Kembali ke alam realita, Erwie Vincent tersenyum-senyum simpul sambil memandangi satu per satu foto mereka dalam telepon genggamnya: foto mereka ketika sama-sama lulus SD, foto ketika mereka menyumbangkan sebuah lagu di acara perpisahan SMP, foto ketika mereka liburan ke Beijing bersama-sama dengan orang tua mereka, foto mereka ketika liburan ke London, foto ketika mereka ikut turnamen naga daerah untuk yang pertama kali, foto ketika mereka sama-sama ikut study tour ke Singapura, foto ketika mereka sama-sama tamat SMA, dan foto-foto ketika mereka ikut turnamen naga nasional di beberapa kota besar di Indonesia.

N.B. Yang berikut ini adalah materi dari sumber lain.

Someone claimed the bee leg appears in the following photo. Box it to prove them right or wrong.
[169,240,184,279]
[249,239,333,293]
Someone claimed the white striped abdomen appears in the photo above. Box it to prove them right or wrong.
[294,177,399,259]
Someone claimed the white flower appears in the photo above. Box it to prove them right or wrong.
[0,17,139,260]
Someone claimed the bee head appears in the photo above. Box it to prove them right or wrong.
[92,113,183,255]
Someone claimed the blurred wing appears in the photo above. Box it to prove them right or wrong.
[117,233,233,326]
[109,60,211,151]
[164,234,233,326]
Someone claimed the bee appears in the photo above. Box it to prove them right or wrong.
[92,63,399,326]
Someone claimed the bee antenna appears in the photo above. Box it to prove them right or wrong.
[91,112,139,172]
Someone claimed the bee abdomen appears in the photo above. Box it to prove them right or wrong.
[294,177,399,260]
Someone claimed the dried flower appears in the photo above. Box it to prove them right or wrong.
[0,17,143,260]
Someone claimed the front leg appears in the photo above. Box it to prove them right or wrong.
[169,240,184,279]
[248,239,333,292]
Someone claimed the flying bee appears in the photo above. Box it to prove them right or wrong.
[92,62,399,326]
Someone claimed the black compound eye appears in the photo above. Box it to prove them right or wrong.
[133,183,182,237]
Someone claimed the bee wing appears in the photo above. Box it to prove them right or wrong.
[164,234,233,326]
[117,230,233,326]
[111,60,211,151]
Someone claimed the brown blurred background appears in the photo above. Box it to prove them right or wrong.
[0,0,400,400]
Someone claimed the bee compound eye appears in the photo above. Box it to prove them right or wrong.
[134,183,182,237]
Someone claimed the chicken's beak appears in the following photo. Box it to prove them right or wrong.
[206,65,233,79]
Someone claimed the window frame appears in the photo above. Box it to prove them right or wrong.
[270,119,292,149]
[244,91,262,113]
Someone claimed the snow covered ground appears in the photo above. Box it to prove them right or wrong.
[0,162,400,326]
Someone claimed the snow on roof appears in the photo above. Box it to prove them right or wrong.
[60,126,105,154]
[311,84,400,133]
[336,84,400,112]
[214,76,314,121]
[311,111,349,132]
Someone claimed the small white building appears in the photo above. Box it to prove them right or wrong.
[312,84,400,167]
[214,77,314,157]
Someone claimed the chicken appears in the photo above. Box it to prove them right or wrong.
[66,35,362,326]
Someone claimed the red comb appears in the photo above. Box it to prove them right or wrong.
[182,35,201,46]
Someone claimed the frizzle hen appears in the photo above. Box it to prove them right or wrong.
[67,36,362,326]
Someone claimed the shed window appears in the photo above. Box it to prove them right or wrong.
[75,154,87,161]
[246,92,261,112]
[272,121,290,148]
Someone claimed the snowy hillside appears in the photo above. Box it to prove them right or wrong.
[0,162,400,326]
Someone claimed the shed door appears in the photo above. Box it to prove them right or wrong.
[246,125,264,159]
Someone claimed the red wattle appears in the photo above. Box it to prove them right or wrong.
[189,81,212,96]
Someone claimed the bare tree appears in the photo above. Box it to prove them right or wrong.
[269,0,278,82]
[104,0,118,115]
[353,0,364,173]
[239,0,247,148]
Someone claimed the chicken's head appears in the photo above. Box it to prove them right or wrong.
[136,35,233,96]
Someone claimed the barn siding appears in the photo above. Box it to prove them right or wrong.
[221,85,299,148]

Kembali Erwie Vincent merebahkan kepalanya ke jendela. Sinar matahari pagi masih nyaman dan lembut di kulit.
Dengan datang ke sini, aku justru tidak bisa melupakan semua kepedihan masa lalu. Aku justru takut terluka, di tengah-tengah sibuknya dan cepatnya arus kota metropolitan seperti ini… Oh, Buddha… Di satu sisi, aku takut tidak bisa menemukan tempat yang pas bagiku. Tapi, di sisi lain, aku jadi bertanya-tanya… Di mana sebenarnya tempat yang pas bagiku itu?
Dan sampai sekarang, aku justru terjerumus semakin dalam… ke dalam perputaran arus waktu yang gila nan bergejolak di tengah-tengah kota asing seperti Los Angeles ini – tanpa keluarga – tanpa kedua saudaraku… Jika bukan karena Julia Dewi, aku bahkan 20 persen waktu untuk diriku sendiri saja tidak punya… Oh, Buddha… Apakah sesungguhnya ini adalah pilihan yang kuinginkan…? Benarkah ini yang kuinginkan? Benarkah…?
Terdengar satu ketukan di pintu. Lamunan panjang pun langsung buyar. Erwie Vincent berjalan ke arah pintu untuk melihat siapa gerangan yang datang pagi-pagi begini.